Fundraisers would be wise to partner with affinity groups on their largest corporate donors. These affinity groups, for example for black or LGBT workers, have an increasing influence on how their employers give. Corporations are likely working with employee affinity groups to think about the best ways to implement a justice lens in their donations, she says.
Plan ahead
Nobody knows exactly how long it will take for the health and economic crisis to subside. Nonprofits, however, should seize the moment to prepare for the light at the end of the tunnel. “Now is a good time to do a lot of strategic planning and campaign planning when we get this out,” says Hills.

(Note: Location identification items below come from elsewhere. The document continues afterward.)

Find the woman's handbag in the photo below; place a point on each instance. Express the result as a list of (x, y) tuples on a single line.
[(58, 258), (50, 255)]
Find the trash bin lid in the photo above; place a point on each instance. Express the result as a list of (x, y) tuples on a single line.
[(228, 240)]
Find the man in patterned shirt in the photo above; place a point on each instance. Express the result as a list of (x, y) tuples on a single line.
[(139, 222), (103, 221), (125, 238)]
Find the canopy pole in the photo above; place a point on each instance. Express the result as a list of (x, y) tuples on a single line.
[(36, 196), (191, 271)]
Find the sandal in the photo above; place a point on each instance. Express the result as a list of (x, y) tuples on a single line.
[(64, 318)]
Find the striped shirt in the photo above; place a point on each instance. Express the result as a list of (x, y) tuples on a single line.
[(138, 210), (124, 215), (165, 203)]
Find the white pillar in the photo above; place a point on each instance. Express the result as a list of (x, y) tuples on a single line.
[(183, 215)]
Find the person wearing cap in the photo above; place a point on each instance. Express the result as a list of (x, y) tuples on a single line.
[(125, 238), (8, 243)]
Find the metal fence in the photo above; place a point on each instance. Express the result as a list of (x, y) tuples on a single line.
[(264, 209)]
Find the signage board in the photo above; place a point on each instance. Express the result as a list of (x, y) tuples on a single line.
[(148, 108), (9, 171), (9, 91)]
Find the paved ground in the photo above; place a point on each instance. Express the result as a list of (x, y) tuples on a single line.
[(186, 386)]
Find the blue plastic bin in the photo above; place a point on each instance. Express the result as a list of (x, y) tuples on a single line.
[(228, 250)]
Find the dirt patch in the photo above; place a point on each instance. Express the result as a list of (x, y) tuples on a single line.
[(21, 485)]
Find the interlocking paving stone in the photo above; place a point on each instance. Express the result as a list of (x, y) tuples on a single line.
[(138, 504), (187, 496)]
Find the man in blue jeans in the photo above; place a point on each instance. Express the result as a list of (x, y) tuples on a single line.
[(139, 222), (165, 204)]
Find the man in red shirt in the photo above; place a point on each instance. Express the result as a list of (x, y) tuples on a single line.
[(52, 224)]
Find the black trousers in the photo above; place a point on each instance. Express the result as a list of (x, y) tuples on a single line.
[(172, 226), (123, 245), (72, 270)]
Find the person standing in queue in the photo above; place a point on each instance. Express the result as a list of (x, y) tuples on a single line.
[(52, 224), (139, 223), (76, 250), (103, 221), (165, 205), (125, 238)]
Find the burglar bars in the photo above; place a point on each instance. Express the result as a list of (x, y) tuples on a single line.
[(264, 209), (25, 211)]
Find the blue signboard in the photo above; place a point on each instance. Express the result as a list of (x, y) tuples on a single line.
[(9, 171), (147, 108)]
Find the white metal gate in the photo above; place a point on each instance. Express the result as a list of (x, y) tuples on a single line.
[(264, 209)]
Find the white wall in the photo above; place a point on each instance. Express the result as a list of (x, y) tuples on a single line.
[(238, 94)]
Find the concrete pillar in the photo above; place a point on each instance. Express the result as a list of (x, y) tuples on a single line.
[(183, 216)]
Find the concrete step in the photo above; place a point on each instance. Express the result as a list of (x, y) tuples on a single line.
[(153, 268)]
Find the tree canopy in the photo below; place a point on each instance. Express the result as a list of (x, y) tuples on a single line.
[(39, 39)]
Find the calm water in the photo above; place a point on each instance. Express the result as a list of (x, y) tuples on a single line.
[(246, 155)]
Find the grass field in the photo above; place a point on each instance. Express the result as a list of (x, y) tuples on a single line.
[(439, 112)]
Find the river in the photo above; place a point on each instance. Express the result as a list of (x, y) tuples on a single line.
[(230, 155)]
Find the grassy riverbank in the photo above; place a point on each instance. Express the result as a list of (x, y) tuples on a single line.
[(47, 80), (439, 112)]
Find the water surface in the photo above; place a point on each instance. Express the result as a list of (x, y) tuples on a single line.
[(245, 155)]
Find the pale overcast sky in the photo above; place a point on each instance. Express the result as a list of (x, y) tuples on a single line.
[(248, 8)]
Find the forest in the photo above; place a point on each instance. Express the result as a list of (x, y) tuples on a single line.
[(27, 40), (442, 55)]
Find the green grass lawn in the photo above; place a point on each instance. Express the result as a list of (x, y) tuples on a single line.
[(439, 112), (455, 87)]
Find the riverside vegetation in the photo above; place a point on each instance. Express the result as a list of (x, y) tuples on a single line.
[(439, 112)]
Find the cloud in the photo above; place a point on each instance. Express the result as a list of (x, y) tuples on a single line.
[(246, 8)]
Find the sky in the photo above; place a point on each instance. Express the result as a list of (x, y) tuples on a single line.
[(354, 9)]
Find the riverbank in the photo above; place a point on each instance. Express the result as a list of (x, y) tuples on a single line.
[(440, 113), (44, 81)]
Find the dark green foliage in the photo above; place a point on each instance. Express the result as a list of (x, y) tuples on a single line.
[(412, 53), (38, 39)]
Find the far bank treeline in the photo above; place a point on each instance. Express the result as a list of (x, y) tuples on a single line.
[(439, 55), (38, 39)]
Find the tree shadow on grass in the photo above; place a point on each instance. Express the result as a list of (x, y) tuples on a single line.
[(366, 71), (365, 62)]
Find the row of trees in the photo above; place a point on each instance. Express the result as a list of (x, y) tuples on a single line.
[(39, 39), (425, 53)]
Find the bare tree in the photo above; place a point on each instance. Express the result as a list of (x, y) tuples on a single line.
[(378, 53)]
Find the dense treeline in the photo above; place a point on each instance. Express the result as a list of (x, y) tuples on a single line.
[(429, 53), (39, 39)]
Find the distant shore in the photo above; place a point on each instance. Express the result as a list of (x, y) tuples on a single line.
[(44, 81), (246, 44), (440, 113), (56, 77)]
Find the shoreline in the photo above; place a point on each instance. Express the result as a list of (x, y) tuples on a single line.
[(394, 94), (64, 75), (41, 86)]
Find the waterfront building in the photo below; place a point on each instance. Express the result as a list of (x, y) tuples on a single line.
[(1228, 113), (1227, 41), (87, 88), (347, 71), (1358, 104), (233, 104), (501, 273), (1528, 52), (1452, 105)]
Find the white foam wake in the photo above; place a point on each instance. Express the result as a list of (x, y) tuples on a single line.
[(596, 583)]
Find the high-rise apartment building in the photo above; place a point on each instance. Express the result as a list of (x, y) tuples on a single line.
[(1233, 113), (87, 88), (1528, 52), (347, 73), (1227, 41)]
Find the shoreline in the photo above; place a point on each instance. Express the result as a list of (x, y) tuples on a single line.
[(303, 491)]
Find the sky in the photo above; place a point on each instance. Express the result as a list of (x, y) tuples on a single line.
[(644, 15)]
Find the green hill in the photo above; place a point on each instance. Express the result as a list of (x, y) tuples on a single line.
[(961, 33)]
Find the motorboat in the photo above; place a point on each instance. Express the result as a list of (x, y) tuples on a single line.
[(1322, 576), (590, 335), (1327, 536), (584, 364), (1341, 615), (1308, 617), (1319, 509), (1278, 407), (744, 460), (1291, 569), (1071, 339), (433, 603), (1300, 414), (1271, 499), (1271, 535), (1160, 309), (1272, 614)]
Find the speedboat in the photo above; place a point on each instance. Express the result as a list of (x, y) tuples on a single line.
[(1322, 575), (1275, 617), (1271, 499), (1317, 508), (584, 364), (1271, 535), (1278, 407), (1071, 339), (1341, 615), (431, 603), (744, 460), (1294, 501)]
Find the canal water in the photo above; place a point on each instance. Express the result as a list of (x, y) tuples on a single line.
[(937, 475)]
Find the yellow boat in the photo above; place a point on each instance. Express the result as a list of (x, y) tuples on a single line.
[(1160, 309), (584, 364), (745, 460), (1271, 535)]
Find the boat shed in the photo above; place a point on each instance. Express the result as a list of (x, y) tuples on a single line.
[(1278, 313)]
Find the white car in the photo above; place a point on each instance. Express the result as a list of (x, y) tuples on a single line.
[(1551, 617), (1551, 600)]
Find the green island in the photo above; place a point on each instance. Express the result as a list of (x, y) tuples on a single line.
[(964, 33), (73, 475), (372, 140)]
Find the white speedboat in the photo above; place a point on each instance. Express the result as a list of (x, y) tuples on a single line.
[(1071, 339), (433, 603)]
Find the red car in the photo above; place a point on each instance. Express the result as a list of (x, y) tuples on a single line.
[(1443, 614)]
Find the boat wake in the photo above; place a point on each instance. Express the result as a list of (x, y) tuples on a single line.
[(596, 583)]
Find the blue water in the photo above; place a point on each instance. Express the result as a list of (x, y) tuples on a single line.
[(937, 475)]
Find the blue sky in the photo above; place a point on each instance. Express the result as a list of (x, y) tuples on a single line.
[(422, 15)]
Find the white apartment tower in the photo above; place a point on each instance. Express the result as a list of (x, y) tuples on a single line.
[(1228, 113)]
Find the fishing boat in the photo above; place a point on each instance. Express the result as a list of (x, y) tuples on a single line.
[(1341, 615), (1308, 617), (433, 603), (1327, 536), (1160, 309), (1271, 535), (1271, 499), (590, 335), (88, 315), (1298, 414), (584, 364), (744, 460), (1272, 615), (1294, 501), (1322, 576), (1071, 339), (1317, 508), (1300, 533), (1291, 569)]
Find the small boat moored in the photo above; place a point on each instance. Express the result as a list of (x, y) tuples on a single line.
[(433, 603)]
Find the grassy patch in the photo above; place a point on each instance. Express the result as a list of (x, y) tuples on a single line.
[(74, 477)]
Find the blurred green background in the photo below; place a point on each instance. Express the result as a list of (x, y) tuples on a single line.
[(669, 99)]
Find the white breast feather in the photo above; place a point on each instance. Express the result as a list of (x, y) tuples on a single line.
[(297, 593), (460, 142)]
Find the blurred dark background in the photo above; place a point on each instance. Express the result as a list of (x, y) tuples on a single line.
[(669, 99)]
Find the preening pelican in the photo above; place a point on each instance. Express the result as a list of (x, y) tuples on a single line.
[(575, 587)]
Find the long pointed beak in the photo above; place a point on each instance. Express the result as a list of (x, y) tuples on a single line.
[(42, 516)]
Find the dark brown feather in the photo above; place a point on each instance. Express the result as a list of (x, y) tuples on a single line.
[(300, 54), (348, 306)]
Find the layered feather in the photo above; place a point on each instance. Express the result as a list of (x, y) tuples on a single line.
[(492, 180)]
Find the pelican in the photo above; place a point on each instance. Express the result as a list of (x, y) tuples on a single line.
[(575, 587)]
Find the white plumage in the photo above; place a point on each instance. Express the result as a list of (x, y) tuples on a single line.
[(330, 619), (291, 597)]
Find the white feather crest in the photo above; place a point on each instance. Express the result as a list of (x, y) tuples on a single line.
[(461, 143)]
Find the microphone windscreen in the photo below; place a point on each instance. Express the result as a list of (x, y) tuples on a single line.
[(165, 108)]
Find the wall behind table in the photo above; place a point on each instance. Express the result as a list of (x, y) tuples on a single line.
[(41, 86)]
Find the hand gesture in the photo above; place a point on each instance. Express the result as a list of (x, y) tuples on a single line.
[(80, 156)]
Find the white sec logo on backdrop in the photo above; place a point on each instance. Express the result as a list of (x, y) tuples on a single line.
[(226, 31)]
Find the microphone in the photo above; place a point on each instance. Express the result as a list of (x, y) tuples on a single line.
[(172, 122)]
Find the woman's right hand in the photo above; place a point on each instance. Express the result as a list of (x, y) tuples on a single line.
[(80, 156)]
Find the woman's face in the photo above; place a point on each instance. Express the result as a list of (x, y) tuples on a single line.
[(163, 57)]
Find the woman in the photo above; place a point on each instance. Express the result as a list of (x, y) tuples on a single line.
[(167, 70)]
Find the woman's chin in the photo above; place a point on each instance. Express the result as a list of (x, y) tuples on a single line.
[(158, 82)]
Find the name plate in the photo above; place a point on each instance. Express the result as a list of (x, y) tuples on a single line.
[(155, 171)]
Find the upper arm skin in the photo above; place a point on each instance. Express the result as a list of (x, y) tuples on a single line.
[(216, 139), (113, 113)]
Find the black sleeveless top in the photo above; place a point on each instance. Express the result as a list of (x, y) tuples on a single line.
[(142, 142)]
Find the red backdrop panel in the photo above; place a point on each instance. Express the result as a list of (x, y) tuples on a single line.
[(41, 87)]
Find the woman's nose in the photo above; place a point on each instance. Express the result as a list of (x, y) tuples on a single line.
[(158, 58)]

Managers who fundraise should also think about how they position their employees for the future. “When will the development officers be on the road again? How soon do you want to get people back on board? ” he says. Now is the perfect time to ask and plan these questions.
MacDonald expects an increased focus on effective diversity, equity and inclusion efforts in donation teams. There could be more workforce development efforts with organizations recruiting and training young fundraisers, she says, and this can help increase diversity and retention. MacDonald also expects the pandemic’s flexibility to work from anywhere to continue.
Even with a vaccine, nonprofits must continue to make it easy for donors to donate online. “We’re not necessarily assuming that some of the big events and fundraisers that may have happened in the past will happen like the pre-Covid economy,” she says. “Digital engagement and opportunities will continue to be important in 2021 and are expected to grow.”